Foxes’ diets have been found to be influenced by humans, with the small carnivores estimated to being witnesses to human activity over time, according to a new study. Published on July 22, 2020 in the open-access journal PLOS ONE by Chris Baumann of the University of Tübingen, Germany and colleagues, found that foxes also shifted to eating food left behind by humans whenever the latter inhabited an area in prehistoric times.
While Foxes love leftovers, in the wild, they regularly feed on scraps left behind by larger predators like bears and wolves. This predisposition towards scrap food shifts to humans when foxes live closer to human civilization. Their diet begins comprising foods that humans leave behind, based on the existing observations. Considering this tendency of foxes to source their scrap food from humans whenever the latter were nearby, Baumann and colleagues hypothesized that this commensal relationship might go back to pre-historic time as well. Moreover, with further studies, the human-fox relationships and fox’s diets might be a useful indicator of human activity and human impact on ecosystems over time.

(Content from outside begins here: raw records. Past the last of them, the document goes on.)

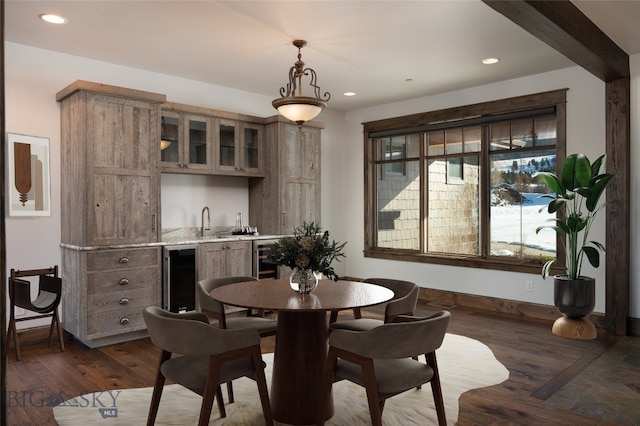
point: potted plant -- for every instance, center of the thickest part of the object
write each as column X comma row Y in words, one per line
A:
column 575, row 194
column 308, row 252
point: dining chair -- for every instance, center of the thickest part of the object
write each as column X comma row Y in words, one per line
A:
column 384, row 360
column 46, row 303
column 208, row 356
column 403, row 302
column 216, row 312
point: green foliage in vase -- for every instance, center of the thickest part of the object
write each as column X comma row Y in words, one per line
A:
column 309, row 248
column 576, row 195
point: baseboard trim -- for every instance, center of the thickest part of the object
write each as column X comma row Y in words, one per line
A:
column 513, row 308
column 445, row 299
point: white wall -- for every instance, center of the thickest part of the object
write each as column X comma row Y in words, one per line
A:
column 33, row 76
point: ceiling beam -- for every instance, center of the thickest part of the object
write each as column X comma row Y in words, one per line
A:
column 561, row 25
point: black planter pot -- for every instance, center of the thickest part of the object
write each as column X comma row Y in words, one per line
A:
column 575, row 298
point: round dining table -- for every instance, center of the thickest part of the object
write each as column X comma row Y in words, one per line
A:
column 301, row 336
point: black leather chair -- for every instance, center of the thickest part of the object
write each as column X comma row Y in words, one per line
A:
column 46, row 303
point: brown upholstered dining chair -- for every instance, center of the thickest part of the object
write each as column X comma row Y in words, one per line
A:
column 216, row 312
column 46, row 303
column 388, row 369
column 208, row 357
column 403, row 302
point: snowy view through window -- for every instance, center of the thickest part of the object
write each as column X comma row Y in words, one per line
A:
column 514, row 219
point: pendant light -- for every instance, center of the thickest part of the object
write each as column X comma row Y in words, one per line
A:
column 293, row 105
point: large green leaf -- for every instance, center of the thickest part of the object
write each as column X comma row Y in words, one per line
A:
column 576, row 171
column 593, row 255
column 596, row 192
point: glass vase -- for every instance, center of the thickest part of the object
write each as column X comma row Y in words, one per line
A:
column 303, row 281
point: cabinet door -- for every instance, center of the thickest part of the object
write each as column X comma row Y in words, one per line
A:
column 226, row 259
column 190, row 148
column 251, row 158
column 211, row 261
column 171, row 155
column 301, row 180
column 238, row 259
column 227, row 155
column 197, row 147
column 123, row 181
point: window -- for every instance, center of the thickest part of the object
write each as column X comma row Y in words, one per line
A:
column 456, row 186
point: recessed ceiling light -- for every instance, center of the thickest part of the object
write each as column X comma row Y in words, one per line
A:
column 53, row 19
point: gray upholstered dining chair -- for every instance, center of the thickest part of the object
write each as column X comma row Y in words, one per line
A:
column 388, row 369
column 216, row 312
column 403, row 302
column 209, row 356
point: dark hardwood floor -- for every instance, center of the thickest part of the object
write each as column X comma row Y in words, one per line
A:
column 540, row 366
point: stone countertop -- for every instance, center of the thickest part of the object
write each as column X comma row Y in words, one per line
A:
column 183, row 236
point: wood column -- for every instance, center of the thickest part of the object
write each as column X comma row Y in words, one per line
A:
column 561, row 25
column 618, row 215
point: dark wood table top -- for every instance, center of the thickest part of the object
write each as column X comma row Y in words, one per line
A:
column 277, row 295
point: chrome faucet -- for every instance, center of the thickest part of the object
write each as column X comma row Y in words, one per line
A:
column 202, row 228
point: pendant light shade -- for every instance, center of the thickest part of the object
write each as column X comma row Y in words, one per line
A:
column 293, row 105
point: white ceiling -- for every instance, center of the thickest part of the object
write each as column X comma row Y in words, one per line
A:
column 368, row 47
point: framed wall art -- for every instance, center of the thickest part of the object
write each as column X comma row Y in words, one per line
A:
column 29, row 175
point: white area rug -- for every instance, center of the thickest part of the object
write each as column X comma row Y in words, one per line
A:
column 464, row 364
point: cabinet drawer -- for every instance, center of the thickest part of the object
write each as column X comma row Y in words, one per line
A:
column 115, row 322
column 125, row 280
column 119, row 300
column 118, row 259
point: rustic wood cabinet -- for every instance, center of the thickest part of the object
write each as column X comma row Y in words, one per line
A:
column 106, row 290
column 110, row 196
column 238, row 148
column 210, row 141
column 109, row 162
column 289, row 194
column 190, row 149
column 224, row 259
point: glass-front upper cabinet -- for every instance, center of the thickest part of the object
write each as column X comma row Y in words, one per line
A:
column 185, row 143
column 238, row 148
column 227, row 145
column 252, row 147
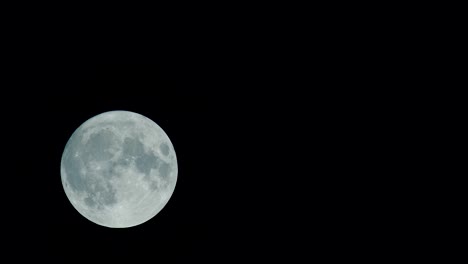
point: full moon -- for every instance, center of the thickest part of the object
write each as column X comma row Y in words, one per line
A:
column 119, row 169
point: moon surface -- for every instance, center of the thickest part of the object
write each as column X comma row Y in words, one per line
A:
column 119, row 169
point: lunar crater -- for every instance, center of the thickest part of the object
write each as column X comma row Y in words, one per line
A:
column 119, row 169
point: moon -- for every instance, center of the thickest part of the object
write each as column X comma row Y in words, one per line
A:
column 119, row 169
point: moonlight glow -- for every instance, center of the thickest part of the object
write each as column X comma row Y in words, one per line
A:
column 119, row 169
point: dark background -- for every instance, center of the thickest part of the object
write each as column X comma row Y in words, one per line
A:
column 224, row 121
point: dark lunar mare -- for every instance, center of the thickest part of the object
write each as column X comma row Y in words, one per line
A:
column 133, row 149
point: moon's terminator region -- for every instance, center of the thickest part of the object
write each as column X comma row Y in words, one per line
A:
column 119, row 169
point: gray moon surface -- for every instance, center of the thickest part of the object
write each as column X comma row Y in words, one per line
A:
column 119, row 169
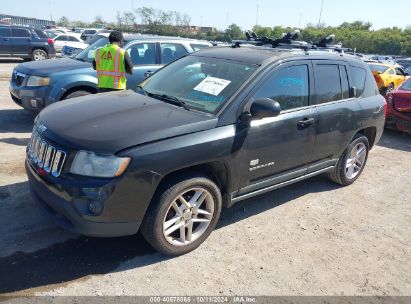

Comparing ratios of Carbon and Nitrogen isotopes between the remains of various herbivores, large carnivores, and red and Arctic foxes from several archaeological sites in southwest Germany dating to the Middle and Upper Palaeolithic Ages, foxes diets have been found to be similar to large carnivores with whom their shared their habitat. This is at sites older than 42,000 years, when Neanderthals sparsely occupied the region. But at the younger sites, as Homo Sapien populations grew and became common, foxes’ diet transitioned to reindeer meat, a much larger animal to hunt for a small fox, but was an important game for pre-historic humans of the time.
Based on the findings, the researchers concluded that during the Upper Palaeolithic, these foxes shifted from feeding on scraps left behind by local large predators to the remains left behind by humans. This indicates that foxes’ reliance on human food is a good 42,000 years old. The authors say in the research: “Dietary reconstructions of ice-age foxes have shown that early modern humans had an influence on the local ecosystem as early as 40,000 years ago. The more humans populated a particular region, the more the foxes adapted to them.”